A use-case that can be carefully considered requires more knowledge about the use-case than the LLM, it requires you to understand the specific model's training and happy paths, it requires more time to make it output the thing you want than just doing it yourself. If you don't know enough about the subject or the model, you will get confident garbage
> A use-case that can be carefully considered requires more knowledge about the use-case than the LLM
I would tend to agree with that assertion…
> it requires you to understand the specific model's training and happy paths
But I strongly disagree with that assertion; I know nothing of commercial models’ training corpus, methodology, or even their system prompts; I only know how to use them as a tool for various use-cases.
> it requires more time to make it output the thing you want than just doing it yourself.

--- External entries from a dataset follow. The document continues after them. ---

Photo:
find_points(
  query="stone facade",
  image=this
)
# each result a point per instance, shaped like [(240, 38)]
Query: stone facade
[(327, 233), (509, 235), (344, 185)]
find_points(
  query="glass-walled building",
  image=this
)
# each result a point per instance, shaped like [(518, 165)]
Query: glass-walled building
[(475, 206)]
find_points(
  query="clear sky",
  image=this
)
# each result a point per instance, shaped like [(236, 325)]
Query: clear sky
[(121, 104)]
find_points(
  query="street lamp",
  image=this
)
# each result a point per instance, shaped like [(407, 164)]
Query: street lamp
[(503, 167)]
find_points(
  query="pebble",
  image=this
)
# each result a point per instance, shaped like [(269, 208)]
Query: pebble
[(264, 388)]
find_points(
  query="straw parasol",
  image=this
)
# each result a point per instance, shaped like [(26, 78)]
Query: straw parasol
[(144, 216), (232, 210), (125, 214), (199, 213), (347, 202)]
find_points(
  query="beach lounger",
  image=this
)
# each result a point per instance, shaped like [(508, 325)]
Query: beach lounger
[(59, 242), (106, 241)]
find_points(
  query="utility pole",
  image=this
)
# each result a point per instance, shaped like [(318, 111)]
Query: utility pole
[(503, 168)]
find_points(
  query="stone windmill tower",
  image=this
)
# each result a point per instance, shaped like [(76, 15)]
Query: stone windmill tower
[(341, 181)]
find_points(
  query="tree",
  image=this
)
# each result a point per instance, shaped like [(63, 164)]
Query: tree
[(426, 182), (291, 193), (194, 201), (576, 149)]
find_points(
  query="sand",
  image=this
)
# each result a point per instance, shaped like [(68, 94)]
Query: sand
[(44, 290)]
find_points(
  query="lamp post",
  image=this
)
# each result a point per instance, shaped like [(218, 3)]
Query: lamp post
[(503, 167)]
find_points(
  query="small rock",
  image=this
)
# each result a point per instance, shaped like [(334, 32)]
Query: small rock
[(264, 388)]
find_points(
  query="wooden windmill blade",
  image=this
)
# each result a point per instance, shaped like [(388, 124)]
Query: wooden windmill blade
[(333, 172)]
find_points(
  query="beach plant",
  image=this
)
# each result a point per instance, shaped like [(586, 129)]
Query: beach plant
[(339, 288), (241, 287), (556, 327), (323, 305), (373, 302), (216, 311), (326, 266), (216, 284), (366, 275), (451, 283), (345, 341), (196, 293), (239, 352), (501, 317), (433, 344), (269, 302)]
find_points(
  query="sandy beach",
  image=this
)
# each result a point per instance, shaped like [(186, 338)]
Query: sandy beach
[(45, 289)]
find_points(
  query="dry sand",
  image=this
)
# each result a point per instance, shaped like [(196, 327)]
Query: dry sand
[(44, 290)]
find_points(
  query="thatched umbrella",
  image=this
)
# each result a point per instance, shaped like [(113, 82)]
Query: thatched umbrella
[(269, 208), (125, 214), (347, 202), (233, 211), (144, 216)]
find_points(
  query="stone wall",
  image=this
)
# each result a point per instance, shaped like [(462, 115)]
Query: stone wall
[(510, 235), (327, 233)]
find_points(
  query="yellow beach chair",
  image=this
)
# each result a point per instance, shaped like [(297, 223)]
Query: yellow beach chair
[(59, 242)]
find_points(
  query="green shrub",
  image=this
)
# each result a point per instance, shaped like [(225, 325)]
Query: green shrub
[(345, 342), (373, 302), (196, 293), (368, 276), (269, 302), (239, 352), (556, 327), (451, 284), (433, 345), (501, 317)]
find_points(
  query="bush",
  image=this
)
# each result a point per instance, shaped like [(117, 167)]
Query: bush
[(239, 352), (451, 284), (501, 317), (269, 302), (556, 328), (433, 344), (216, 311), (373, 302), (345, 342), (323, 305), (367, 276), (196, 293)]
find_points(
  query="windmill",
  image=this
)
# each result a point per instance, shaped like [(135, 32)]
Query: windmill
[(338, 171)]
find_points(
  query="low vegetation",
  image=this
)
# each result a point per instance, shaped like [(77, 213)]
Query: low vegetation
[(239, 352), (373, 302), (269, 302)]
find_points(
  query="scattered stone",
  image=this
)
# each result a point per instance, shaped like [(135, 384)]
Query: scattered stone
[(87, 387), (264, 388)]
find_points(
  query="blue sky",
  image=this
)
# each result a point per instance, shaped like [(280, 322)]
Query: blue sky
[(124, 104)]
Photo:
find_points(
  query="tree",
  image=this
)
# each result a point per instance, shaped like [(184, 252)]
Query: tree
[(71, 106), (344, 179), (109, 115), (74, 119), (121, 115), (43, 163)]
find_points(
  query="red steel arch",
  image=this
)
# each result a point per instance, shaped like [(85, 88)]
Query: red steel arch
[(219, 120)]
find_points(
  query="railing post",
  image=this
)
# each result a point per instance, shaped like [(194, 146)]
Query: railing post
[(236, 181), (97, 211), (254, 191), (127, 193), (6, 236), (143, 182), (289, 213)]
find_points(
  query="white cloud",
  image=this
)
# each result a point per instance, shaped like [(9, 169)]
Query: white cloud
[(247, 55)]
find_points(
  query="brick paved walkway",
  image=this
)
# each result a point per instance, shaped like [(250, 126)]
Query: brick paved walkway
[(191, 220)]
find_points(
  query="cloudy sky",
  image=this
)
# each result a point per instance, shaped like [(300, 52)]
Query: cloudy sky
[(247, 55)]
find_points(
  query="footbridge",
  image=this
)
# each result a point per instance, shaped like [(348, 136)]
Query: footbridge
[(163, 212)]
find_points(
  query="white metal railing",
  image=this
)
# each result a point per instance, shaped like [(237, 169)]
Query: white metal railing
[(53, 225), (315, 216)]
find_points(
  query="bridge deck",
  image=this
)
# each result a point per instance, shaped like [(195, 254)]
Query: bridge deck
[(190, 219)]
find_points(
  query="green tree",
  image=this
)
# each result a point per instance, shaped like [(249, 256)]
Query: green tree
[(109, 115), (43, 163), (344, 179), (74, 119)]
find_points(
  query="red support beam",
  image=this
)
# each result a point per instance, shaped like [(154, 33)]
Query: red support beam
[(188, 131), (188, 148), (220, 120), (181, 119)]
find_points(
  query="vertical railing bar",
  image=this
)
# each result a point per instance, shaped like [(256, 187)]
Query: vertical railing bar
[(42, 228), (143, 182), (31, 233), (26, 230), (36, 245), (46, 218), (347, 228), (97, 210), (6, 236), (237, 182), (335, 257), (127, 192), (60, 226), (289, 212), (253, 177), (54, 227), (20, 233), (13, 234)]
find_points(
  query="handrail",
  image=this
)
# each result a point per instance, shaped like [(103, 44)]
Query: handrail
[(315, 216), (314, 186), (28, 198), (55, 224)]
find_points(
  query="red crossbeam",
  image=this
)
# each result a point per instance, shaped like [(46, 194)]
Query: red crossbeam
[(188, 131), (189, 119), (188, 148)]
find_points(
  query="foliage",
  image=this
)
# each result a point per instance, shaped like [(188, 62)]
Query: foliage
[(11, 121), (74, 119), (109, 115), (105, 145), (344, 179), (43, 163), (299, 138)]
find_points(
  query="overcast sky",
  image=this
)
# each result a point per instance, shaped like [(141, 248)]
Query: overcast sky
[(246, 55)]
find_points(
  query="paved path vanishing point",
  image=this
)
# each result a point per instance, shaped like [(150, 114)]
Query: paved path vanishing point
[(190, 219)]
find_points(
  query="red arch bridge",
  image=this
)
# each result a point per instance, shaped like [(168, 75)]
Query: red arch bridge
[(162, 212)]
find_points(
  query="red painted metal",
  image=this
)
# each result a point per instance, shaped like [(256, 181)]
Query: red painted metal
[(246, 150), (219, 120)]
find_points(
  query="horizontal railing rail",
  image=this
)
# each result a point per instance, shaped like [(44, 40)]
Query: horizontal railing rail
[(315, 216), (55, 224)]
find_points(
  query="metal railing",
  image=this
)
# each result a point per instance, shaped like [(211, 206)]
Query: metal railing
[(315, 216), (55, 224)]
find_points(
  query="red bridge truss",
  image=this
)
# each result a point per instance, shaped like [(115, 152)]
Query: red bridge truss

And I strongly disagree with that one too. As long as the thing you want it to output is rooted in relatively mainstream or well-known concepts, it’s objectively much faster than you/we are; maybe it’s more expensive but it’s also crazy fast—which is the point of all tools—and the precision/accuracy of most speedy tools can be often deferred until a later step in the process.
> If you don't know enough about the subject or the model, you will get confident garbage
Once you step outside their comfort zone (their training), well, yah… they do all tend to be unduly confident in their responses—I’d argue however that it is a trait they learned from us; we really like to be confident even when we’re wrong and that trait is borne out dramatically across the internet sources on which a lot of these models were trained.